Une illustration alarmante de cette situation est le fait qu’entre 2013 et 2024, pas moins de 53 marchés ont été la proie d’incendies, parfois à plusieurs reprises, entraînant des pertes considérables.
Son diagnostic approfondi a mis en évidence des lacunes importantes sur les plans technique, infrastructurel, organisationnel, environnemental et sanitaire au sein de ces espaces marchands essentiels à l’économie locale.
Bien que le Programme de Modernisation et de Gestion des Marchés (PROMOGEM) ait enregistré des avancées notables dans ce domaine, le Premier ministre a rappelé l’élaboration d’un plan stratégique de développement couvrant la période 2025-2029.
Ce programme ambitieux prévoit la restructuration de 528 marchés actuels et la construction de 67 nouvelles infrastructures modernes, afin de répondre aux besoins croissants et d’améliorer les conditions de commerce.
Ousmane Sonko a préconisé des solutions concrètes pour doter le PROMOGEM d’une plus grande agilité fonctionnelle, d’une efficacité budgétaire accrue et d’une capacité renforcée à attirer des financements novateurs.
Il a spécifiquement suggéré une transformation institutionnelle du PROMOGEM, le convertissant en une entité jouissant d’une autonomie administrative et financière. Cette nouvelle structure bénéficierait d’une enveloppe de 57,5 milliards de francs CFA sur quatre ans, allouée au titre du plan d’investissement public de l’État.

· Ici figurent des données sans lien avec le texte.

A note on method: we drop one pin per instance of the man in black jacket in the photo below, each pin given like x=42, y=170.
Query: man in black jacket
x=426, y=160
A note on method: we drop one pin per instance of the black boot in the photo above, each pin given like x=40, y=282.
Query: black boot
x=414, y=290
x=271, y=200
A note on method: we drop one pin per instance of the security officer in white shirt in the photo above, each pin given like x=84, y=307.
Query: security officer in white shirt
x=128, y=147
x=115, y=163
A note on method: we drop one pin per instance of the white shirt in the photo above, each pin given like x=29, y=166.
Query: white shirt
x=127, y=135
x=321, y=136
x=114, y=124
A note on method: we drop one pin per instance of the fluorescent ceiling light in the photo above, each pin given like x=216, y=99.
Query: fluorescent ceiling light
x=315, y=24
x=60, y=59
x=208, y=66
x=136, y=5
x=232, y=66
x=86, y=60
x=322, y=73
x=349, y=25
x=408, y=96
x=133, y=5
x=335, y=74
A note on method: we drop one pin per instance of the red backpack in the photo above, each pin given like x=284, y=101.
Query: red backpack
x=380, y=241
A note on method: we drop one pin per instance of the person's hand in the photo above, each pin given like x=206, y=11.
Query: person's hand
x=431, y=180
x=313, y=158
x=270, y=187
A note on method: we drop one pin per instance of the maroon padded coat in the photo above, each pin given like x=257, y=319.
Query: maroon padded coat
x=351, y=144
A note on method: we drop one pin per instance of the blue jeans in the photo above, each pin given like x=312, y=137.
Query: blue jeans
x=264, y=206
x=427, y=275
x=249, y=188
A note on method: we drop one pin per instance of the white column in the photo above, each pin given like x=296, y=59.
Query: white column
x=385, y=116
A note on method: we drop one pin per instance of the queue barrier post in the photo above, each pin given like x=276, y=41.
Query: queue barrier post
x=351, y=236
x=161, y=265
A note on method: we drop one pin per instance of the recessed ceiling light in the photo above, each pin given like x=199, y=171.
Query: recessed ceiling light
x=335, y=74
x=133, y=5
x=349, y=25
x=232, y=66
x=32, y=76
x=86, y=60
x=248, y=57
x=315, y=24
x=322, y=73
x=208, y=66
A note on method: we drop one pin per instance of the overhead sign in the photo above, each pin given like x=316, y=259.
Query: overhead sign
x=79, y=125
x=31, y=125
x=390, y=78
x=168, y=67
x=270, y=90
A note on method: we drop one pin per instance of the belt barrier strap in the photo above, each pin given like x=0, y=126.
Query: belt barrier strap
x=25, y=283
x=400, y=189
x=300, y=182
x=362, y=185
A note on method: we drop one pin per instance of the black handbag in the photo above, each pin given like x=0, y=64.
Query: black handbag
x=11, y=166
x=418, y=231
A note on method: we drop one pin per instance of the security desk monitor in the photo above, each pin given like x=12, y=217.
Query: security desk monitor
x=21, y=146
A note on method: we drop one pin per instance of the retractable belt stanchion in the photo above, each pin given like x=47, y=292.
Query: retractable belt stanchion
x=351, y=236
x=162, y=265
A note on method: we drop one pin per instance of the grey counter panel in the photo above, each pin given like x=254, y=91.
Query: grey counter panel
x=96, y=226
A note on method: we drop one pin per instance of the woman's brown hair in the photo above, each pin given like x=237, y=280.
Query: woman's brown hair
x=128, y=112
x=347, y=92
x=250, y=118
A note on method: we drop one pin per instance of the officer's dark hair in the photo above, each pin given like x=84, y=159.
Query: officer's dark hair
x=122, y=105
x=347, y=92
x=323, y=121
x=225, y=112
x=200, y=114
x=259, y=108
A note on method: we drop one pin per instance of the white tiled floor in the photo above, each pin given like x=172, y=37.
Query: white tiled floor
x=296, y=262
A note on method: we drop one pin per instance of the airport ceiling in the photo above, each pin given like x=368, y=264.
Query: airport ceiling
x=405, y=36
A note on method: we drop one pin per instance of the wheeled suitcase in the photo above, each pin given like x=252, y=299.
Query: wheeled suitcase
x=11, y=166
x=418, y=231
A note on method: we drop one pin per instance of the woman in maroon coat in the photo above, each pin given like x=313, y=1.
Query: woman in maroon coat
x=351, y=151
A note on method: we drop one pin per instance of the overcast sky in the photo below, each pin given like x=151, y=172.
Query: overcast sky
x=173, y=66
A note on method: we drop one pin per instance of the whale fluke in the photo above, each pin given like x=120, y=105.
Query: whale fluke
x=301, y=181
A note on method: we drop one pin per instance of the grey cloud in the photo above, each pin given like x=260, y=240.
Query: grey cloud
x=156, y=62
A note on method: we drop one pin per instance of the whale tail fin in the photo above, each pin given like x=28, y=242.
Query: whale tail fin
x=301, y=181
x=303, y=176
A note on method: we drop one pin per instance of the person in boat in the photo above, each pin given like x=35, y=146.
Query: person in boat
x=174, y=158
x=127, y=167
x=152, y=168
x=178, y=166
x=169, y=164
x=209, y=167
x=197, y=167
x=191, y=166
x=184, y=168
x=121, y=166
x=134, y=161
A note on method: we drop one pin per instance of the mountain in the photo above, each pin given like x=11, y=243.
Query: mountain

À cette fin, il a instruit les ministres en charge de l’Industrie et du Commerce, ainsi que celui des Finances et du Budget, de concevoir et de mettre en œuvre un réseau de marchés modernes à l’échelle nationale.
Ousmane Sonko a également insisté sur l’importance d’une gestion rigoureuse de ces infrastructures commerciales, impliquant activement à la fois les collectivités territoriales et le secteur privé national pour assurer leur durabilité et leur bon fonctionnement.